STOP TREATING WALL STREETERS LIKE VILLAINS AND RESOLVE THIS CRISIS
October 2, 2008
Maybe it's a good thing the "consensus" rescue plan failed on Monday. That gives Congress a chance to pass a plan that helps resolve the current crisis rather than just demonizing Wall Street, says Bob McTeer, former president of the Federal Reserve Bank of Dallas and a distinguished fellow at the National Center for Policy Analysis.
The numerous add-ons to the Treasury bailout plan to protect the taxpayer were not only unnecessary, but harmful because they were punitive and made participation in the program less attractive for holders of illiquid assets. In fact, all the focus on C.E.O. salary caps, golden parachutes, warrants and so forth, implied that the holders of illiquid mortgage-backed securities were the villains in this drama rather than victims. They didn't package the securities, or sell them; they bought them as an investment. Negative Congressional rhetoric on these punitive taxpayer protections contributed to the feeling in the public that money was being given to the undeserving, says McTeer.
- While it didn't play a decisive role, the government had encouraged the purchase of mortgage-backed securities by giving banks C.R.A. (Community Reinvestment Act) credit for securities that contained mortgages made in certain ZIP codes; those that complied with Congressional wishes in that regard are now being threatened by the same Congress.
- Plus, all the speechifying about Main Street bailing out Wall Street, and about teaching Wall Street a lesson, surely contributed to the widespread misunderstanding of the purpose behind the rescue package, a misunderstanding that was the ultimate cause of its defeat.
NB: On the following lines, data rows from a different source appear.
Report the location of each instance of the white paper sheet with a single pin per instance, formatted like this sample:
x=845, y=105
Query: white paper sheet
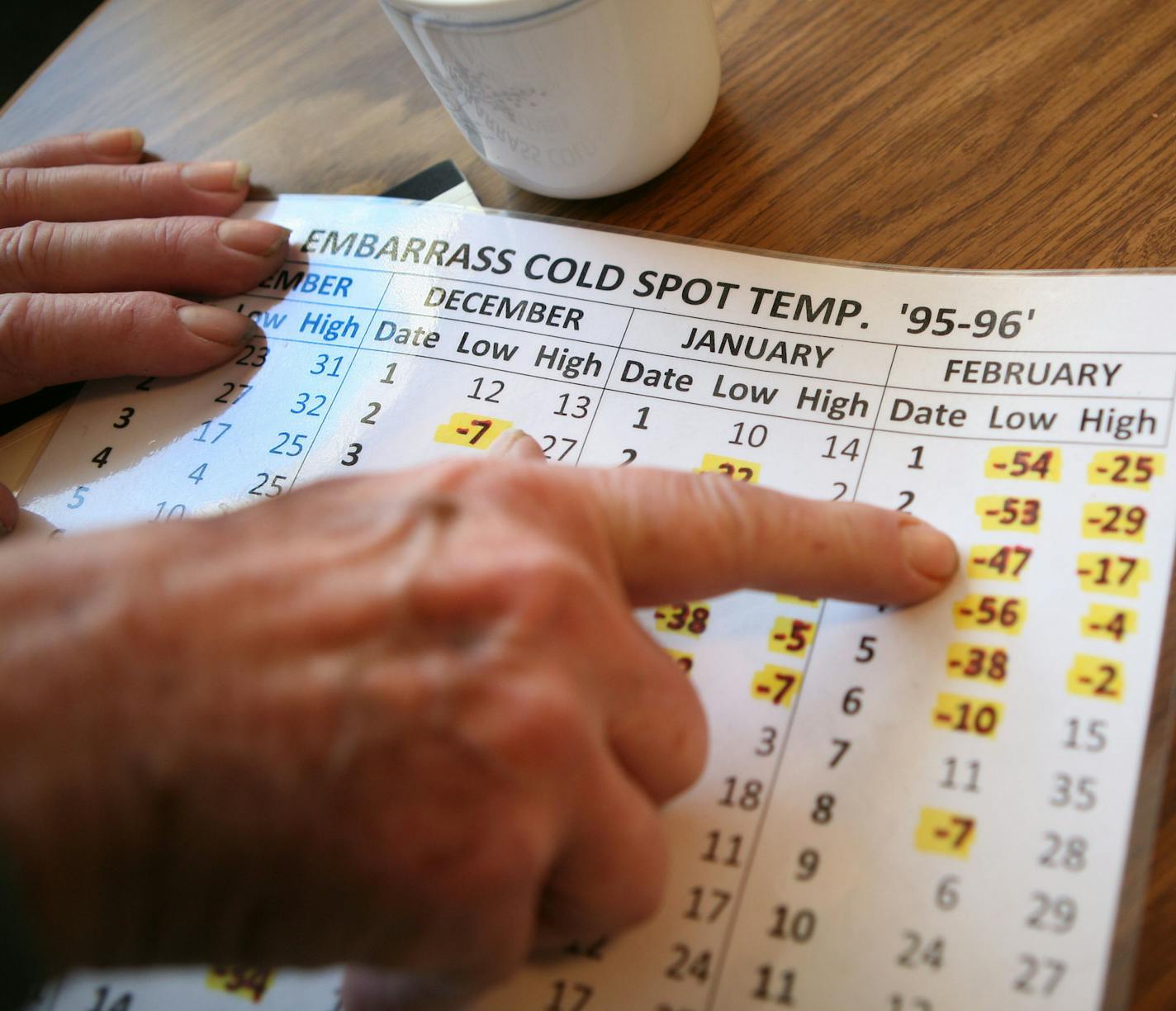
x=903, y=810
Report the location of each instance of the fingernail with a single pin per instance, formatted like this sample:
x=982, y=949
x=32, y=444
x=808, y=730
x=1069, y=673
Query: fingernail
x=927, y=550
x=219, y=325
x=116, y=142
x=258, y=238
x=8, y=511
x=216, y=177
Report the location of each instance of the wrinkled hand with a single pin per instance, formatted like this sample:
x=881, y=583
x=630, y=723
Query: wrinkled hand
x=88, y=241
x=405, y=721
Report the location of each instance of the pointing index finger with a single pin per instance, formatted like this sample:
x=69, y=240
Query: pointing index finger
x=681, y=535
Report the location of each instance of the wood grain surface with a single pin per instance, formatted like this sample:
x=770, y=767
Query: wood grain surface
x=1000, y=134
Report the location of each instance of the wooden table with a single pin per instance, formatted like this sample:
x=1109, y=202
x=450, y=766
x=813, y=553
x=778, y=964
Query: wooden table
x=1001, y=134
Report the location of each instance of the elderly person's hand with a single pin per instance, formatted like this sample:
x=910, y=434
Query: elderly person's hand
x=88, y=241
x=405, y=721
x=91, y=240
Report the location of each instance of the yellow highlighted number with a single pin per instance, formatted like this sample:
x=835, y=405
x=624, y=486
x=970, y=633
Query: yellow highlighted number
x=990, y=613
x=804, y=602
x=792, y=636
x=685, y=619
x=735, y=469
x=477, y=430
x=945, y=833
x=1096, y=677
x=1118, y=575
x=1009, y=513
x=1003, y=562
x=776, y=685
x=975, y=662
x=1025, y=463
x=1112, y=521
x=1126, y=469
x=249, y=983
x=1106, y=621
x=967, y=715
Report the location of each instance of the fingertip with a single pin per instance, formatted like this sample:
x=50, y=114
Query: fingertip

According to McTeer, every "ordinary American" he talked to misunderstood the plan and hated it. They viewed it as using their tax dollars to bail out rich corrupt Wall Street types. Despite repetition over and over on TV and in the press that the bailout did not involve ordinary government expenditures but involved a purchase of assets that would be resold, most likely at a profit, that message never sank in. The legislators faced almost unanimous negative feedback from their constituents.